入会金:5,400円 月会費:各種定められた金額
また、退会を含むいかなる場合も、入会金、年会費、月会費等諸会費は返却しないものとする。
 6 レッスン開催日は、年間開催スケジュールに基づき開催とするが、所属コーチの試合、スタッフ手配等の影響から変更となる場合がある。その場合、対象会員には事前にメールにて連絡し、振替にて対応となる。(返金は不可)
・第10条(本法人の損害責任の免除)
 本法人は本法人の主催するスポーツ・文化事業及びイベントにおける人的・物理的事故について一切の損害賠償責任を負わないものとする。
 1 会員は、自己の責任と危険負担において活動に参加するものとする
 2 本法人は会員が活動参加中に生じた盗難・損害等の事故については、一切の責任は負わないものとする。駐車場での事故も同様とする。
 3 会員は、自己の健康管理に基づいて本法人の活動に参加するものとし、疾病の発生、悪化、その他健康上の傷害を生じた場合でも、本法人は一切の責任は負わないものとする。
・第12条(保険)(抄)
 打ちっぱなし施設利用会員は保険適用外となるため自己責任において活動し、事故発生時も、一切クラブは責任を負わない。

(理由)
・第6条第1項について
 ア 法第9条第1項第1号に該当することについて
 本件条項の第6条第1項は、退会を含むいかなる場合も入会金、年会費、月会費等を返金しないと定めているので、違約金等の定めに当たり、違約金等を解除事由や時期等にかかわらず一律に返金しないことは、ミニッツラウンドゴルフに生ずる平均的損害を超える違約金等を定めるものとして、法第9条第1項第1号に該当し、平均的な損害の額を超える部分は無効である。
 イ 法第10条に該当することについて
 ミニッツラウンドゴルフと会員との契約関係は、ゴルフのレッスン等を行う対価として会員がミニッツラウンドゴルフに会費を支払うものなので、民法上の準委任契約類似のものと考えられる。したがって、民法の規定によると、会員は、会員契約をいつでも任意に将来に向けて解除することが可能である。

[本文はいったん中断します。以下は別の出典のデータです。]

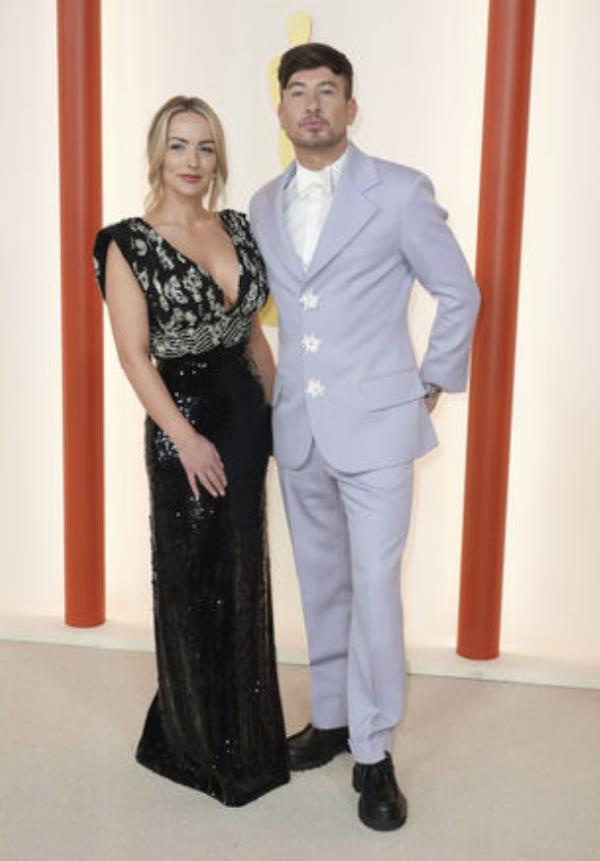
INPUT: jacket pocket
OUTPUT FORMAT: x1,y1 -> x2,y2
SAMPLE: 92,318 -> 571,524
361,368 -> 425,410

また、ミニッツラウンドゴルフが受任者の報酬請求権たる会費を請求できるのは、既履行の割合部分に限られるとともに(民法第648条第3項)、解除の伴う損害賠償の請求も、不利な時期においてやむを得ない事由がないにもかかわらず会員が解除した場合に限られることになる(民法第651条第2項)。そして、ゴルフレッスン等という業務の形態から、サービス期間中での解約による損害の発生を観念することは難しい。以上のことから、ミニッツラウンドゴルフは、会員が契約の解除を行う場合、会員による支払済みの会費から未履行分の役務に相当する額を返還しなければならない(民法第703条)。

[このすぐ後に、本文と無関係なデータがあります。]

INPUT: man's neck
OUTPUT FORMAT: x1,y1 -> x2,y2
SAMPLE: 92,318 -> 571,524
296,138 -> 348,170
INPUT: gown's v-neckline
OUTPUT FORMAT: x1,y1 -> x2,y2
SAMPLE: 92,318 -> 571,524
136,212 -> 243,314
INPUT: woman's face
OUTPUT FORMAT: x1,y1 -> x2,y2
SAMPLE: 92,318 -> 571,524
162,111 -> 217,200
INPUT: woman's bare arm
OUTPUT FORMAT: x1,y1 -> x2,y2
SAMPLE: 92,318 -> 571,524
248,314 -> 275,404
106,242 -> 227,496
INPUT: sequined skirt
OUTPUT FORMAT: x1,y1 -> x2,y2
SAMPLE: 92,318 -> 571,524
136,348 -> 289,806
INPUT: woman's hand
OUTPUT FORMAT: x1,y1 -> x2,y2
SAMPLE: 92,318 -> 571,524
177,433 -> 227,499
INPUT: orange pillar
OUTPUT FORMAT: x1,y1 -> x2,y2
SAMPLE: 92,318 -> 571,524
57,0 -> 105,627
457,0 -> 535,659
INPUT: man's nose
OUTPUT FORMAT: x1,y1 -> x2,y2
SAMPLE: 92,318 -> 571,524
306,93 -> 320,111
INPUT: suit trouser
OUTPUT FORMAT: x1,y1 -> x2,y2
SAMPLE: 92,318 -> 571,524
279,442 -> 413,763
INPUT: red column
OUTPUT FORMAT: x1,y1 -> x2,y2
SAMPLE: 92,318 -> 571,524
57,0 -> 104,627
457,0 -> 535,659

 しかし、本件条項の第6条第1項は、解除事由や時期等にかかわらず一律に返金しないことを定めており、民法の規定の適用による場合に比して消費者の権利を制限し又は義務を加重するものである(法第10条前段)。さらに、第6条第1項は、上記より会員たる消費者にとって民法よりも不利な定めとして消費者の契約解除権を一方的に制限しており、信義則に反して消費者の利益を一方的に害している(法第10条後段)。以上のことから第6条第1項は、法第10条に該当し、無効である。
・第6条第6項について
 所属コーチの試合やスタッフの手配等による変更は、ミニッツラウンドゴルフの責めに帰する事由による債務不履行であるので、民法上、会員は反対給付であるスポーツ指導費用等の支払を拒むことができる(民法第536条第1項)。しかし、本件条項の第6条第6項は、振替対応にとどまり、会員への返金をしない旨を定めている。このことは、民法の規定の適用による場合に比して消費者の権利を制限し又は義務を加重するものであり(法第10条前段)、会員たる消費者の権利を一方的に制限しており、信義則に反して消費者の利益を一方的に害するものである(法第10条後段)。以上のことから第6条第1項は、法第10条に該当し、無効である。
・第10条第1号から第3号までについて
 本件条項の第10条柱書は、「・・・一切の損害賠償を負わないものとする。」としており、ミニッツラウンドゴルフの債務不履行や不法行為により会員たる消費者に生じた損害についても、ミニッツラウンドゴルフの損害賠償責任を免れるとする定めである。これは、事業者の債務不履行又は事業者による不法行為により消費者に生じた損害を賠償する責任の全部を免除する条項であり、法第8条第1項第1号及び第3号に該当し、無効である。
・第12条について
 本件条項の第12条は「・・・一切クラブは責任を負わない。」としており、ミニッツラウンドゴルフの債務不履行や不法行為により会員たる消費者に生じた損害についても、ミニッツラウンドゴルフの損害賠償責任を免れるとする定めである。これは、事業者の債務不履行又は事業者による不法行為により消費者に生じた損害を賠償する責任の全部を免除する条項であり、法第8条第1項第1号及び第3号に該当し、無効である。

(※1)消費者契約法
(事業者の損害賠償の責任を免除する条項等の無効)
第八条 次に掲げる消費者契約の条項は、無効とする。
 一 事業者の債務不履行により消費者に生じた損害を賠償する責任の全部を免除し、又は当該事業者にその責任の有無を決定する権限を付与する条項
 二 [略]
 三 消費者契約における事業者の債務の履行に際してされた当該事業者の不法行為により消費者に生じた損害を賠償する責任の全部を免除し、又は当該事業者にその責任の有無を決定する権限を付与する条項
 四 [略]
2・3 [略]

(消費者が支払う損害賠償の額を予定する条項等の無効等)
第九条 次の各号に掲げる消費者契約の条項は、当該各号に定める部分について、無効とする。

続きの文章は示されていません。